[SPARK-53656][SS] Refactor MemoryStream to use SparkSession instead of SQLContext #52402

ganeshashree · 2025-09-22T03:24:16Z

What changes were proposed in this pull request?

Refactor MemoryStream to use SparkSession instead of SQLContext.

Why are the changes needed?

SQLContext is deprecated in newer versions of Spark.

Does this PR introduce any user-facing change?

No

How was this patch tested?

Verified that the affected tests are passing successfully.

Was this patch authored or co-authored using generative AI tooling?

No

...src/main/scala/org/apache/spark/sql/execution/streaming/sources/ContinuousMemoryStream.scala

...org/apache/spark/sql/execution/streaming/AsyncProgressTrackingMicroBatchExecutionSuite.scala

sql/pipelines/src/test/scala/org/apache/spark/sql/pipelines/graph/MaterializeTablesSuite.scala

cloud-fan · 2025-09-22T03:41:33Z

...lines/src/test/scala/org/apache/spark/sql/pipelines/graph/TriggeredGraphExecutionSuite.scala


  test("three hop pipeline") {
    val session = spark
+    implicit val sparkSession: SparkSession = spark


where was the previous implicit SQLContext defined?

It seems like it was getting implicit sqlContext defined in SharedSparkSession. Explicitly defining the implicit SparkSession is required because the existing implicit SparkSession was assigned to a non-implicit session variable, and it couldn't locate the implicit SparkSession within the anonymous block.

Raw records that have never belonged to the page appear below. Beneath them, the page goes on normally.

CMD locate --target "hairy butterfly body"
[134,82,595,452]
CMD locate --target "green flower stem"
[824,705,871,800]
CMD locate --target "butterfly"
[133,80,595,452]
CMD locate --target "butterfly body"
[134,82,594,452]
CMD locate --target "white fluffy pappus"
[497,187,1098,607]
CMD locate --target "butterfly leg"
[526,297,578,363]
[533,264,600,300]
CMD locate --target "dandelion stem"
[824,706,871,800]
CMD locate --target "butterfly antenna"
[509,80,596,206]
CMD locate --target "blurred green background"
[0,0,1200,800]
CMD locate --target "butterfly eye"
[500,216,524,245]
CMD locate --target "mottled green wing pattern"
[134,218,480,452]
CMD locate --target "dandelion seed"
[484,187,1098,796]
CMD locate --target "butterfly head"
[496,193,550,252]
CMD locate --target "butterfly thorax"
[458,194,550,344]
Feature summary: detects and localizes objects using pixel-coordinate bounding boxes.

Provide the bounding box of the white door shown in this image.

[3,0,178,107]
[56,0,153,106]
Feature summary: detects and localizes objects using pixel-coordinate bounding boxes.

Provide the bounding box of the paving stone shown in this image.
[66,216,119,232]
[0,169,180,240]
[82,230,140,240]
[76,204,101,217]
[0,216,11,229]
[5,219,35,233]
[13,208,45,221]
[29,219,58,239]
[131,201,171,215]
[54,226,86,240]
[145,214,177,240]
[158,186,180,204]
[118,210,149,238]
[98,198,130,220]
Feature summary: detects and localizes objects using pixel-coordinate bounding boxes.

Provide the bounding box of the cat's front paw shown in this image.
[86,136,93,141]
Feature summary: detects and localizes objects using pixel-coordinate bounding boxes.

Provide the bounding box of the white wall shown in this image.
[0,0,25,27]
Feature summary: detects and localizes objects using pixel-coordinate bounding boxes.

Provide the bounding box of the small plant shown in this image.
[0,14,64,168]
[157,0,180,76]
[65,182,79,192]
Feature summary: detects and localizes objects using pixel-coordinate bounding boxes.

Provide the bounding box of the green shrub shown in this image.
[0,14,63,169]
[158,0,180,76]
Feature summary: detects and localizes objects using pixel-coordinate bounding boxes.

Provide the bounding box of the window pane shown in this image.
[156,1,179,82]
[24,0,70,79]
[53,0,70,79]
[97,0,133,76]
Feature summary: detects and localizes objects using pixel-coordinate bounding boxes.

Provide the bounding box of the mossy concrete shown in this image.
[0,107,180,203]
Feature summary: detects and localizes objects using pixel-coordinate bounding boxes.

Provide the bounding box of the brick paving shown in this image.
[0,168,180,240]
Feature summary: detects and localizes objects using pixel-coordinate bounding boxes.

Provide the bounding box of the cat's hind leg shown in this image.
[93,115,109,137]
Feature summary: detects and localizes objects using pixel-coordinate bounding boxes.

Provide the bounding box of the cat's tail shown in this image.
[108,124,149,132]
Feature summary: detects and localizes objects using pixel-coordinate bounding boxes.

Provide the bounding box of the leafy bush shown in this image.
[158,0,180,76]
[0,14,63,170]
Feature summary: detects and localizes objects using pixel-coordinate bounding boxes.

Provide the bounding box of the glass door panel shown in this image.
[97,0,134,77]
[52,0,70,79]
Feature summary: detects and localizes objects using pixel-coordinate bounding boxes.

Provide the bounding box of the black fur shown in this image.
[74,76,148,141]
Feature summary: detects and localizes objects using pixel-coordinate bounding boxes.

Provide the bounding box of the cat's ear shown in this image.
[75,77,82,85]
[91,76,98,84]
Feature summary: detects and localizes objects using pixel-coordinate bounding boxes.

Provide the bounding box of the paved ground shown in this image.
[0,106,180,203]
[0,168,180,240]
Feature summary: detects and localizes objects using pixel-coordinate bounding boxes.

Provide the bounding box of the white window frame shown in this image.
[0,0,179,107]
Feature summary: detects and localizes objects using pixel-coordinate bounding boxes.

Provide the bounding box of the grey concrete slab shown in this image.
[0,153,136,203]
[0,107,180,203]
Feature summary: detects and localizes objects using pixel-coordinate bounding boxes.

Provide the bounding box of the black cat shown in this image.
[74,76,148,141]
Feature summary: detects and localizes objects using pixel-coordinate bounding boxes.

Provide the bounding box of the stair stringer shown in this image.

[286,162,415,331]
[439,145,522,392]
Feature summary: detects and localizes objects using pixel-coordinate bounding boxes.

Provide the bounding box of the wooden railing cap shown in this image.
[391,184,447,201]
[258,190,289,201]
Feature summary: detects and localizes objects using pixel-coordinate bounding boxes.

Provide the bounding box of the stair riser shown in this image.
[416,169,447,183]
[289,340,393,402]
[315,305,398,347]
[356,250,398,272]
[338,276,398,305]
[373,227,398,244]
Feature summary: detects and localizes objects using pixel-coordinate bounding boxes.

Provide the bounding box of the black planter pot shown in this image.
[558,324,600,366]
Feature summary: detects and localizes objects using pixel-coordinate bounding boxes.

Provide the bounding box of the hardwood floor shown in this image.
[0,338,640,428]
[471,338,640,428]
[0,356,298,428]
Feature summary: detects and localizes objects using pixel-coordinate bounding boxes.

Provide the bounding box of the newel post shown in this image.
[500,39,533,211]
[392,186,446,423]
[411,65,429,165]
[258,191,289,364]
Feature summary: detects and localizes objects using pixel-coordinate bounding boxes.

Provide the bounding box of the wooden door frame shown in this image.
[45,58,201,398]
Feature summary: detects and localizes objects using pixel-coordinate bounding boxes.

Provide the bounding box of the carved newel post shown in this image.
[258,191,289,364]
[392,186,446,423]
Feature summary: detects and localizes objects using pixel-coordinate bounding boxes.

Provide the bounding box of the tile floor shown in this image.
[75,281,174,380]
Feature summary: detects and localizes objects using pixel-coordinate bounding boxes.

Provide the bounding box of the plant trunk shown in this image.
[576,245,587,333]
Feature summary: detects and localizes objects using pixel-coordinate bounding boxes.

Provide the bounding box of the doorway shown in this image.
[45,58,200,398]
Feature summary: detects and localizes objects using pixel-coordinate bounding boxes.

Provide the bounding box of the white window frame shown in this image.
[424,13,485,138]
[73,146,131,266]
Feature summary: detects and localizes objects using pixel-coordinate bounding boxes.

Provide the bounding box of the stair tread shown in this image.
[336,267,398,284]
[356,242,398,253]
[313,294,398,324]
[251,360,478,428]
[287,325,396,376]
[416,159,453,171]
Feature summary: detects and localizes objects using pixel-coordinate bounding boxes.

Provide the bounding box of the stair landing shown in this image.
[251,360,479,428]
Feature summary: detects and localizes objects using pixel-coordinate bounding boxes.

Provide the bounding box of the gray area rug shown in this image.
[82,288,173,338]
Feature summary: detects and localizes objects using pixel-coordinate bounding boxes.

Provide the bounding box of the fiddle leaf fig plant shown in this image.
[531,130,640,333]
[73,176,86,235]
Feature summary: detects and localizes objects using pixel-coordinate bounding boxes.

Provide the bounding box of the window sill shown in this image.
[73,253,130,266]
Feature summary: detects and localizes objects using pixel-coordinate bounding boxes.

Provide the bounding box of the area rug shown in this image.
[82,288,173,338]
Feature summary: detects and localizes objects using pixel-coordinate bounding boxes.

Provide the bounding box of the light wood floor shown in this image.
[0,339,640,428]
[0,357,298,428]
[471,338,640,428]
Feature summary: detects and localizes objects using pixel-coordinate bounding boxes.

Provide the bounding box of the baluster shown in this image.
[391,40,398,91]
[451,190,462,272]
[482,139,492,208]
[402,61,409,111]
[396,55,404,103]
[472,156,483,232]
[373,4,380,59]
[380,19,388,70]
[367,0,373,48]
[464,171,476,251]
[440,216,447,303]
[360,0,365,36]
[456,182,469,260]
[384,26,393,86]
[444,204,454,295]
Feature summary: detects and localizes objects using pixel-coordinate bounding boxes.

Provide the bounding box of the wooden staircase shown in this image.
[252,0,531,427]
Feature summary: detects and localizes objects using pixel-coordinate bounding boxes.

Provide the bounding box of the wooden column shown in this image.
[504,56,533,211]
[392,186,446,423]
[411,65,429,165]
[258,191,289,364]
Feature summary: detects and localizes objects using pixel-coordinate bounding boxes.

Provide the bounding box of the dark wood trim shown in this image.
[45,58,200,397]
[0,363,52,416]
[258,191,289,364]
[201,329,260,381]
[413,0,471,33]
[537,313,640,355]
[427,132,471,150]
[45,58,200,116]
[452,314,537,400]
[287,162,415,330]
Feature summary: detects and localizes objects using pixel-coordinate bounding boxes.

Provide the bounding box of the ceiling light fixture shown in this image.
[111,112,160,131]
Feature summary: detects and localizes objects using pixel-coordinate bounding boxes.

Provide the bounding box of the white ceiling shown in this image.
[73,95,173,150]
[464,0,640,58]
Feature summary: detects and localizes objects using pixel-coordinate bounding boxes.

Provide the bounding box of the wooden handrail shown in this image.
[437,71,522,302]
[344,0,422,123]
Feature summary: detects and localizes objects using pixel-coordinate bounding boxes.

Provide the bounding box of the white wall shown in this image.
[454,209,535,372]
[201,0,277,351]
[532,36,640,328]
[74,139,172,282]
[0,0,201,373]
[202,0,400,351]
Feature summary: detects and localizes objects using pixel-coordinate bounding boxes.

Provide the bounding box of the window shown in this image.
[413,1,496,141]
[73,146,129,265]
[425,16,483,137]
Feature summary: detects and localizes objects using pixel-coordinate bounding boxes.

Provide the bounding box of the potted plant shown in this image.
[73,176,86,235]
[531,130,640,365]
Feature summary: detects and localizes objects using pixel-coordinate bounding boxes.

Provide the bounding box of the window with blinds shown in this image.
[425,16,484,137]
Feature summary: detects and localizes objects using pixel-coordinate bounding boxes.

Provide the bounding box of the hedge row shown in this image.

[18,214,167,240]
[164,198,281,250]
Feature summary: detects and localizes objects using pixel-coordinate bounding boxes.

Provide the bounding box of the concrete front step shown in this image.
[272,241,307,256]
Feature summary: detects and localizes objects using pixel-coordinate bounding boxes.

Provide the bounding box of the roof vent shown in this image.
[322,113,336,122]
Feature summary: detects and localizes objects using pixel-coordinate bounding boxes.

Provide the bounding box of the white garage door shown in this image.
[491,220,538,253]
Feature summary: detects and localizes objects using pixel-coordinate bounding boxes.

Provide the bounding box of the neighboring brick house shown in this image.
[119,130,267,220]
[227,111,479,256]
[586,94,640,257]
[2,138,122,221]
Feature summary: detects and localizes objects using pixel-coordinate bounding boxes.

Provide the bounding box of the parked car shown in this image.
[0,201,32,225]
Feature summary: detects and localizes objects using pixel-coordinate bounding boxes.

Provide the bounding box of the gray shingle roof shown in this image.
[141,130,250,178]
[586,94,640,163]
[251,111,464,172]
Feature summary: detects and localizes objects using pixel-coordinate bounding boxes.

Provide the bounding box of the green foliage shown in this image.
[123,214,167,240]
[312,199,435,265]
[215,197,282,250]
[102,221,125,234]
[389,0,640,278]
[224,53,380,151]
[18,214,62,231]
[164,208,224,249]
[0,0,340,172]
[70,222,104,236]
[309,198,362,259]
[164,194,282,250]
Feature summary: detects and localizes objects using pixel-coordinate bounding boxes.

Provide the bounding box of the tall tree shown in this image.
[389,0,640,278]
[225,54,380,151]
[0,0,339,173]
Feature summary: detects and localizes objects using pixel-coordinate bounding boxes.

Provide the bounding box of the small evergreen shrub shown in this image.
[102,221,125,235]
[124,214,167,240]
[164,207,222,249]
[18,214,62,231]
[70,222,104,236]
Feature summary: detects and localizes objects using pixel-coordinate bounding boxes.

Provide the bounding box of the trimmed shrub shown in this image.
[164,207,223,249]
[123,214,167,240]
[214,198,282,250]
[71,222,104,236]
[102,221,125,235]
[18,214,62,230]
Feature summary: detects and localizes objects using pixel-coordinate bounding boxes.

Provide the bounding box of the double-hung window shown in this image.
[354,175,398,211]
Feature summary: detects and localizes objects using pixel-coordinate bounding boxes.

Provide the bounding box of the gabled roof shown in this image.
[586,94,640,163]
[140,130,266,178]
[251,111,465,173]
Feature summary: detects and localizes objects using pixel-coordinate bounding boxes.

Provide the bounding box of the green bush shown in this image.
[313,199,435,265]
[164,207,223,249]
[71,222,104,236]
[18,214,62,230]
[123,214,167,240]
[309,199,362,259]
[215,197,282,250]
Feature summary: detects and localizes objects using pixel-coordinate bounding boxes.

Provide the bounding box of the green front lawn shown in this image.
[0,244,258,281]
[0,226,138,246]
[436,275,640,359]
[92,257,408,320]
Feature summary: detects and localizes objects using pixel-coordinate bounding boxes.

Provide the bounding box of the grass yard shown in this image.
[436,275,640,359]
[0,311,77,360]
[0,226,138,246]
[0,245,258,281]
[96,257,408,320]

cloud-fan · 2025-09-22T03:41:46Z

cc @HeartSaVioR

HeartSaVioR · 2025-09-22T08:46:19Z

@ganeshashree
Thanks for the proposal. The change looks OK to me.

Have we checked the warn (build/log) message when we use SQLContext here? If we weren't providing the message to migrate easily, it might be beneficial to defer replacement of apply() and have intermediate migration step (deprecation of the existing methods and removal of them in Spark 5.0.0).

ganeshashree · 2025-09-29T04:50:45Z

@ganeshashree Thanks for the proposal. The change looks OK to me.

Have we checked the warn (build/log) message when we use SQLContext here? If we weren't providing the message to migrate easily, it might be beneficial to defer replacement of apply() and have intermediate migration step (deprecation of the existing methods and removal of them in Spark 5.0.0).

@HeartSaVioR Thanks for reviewing. Currently, no warning appears in the build log when we use SQLContext. Creating two versions of MemoryStream.apply for SparkSession and SQLContext and showing a warning for SQLContext would require resolving ambiguity when both sparkSession and sqlContext are set as implicit variables. Since this is an internal API, please review whether it's acceptable to make this change and update the callers to use MemoryStream with an implicit SparkSession instead of SQLContext, where applicable. I'm exploring further to resolve the ambiguity by preferring SparkSession instead of SQLContext.

ganeshashree · 2025-10-06T04:24:57Z

@ganeshashree Thanks for the proposal. The change looks OK to me.
Have we checked the warn (build/log) message when we use SQLContext here? If we weren't providing the message to migrate easily, it might be beneficial to defer replacement of apply() and have intermediate migration step (deprecation of the existing methods and removal of them in Spark 5.0.0).

@HeartSaVioR Thanks for reviewing. Currently, no warning appears in the build log when we use SQLContext. Creating two versions of MemoryStream.apply for SparkSession and SQLContext and showing a warning for SQLContext would require resolving ambiguity when both sparkSession and sqlContext are set as implicit variables. Since this is an internal API, please review whether it's acceptable to make this change and update the callers to use MemoryStream with an implicit SparkSession instead of SQLContext, where applicable. I'm exploring further to resolve the ambiguity by preferring SparkSession instead of SQLContext.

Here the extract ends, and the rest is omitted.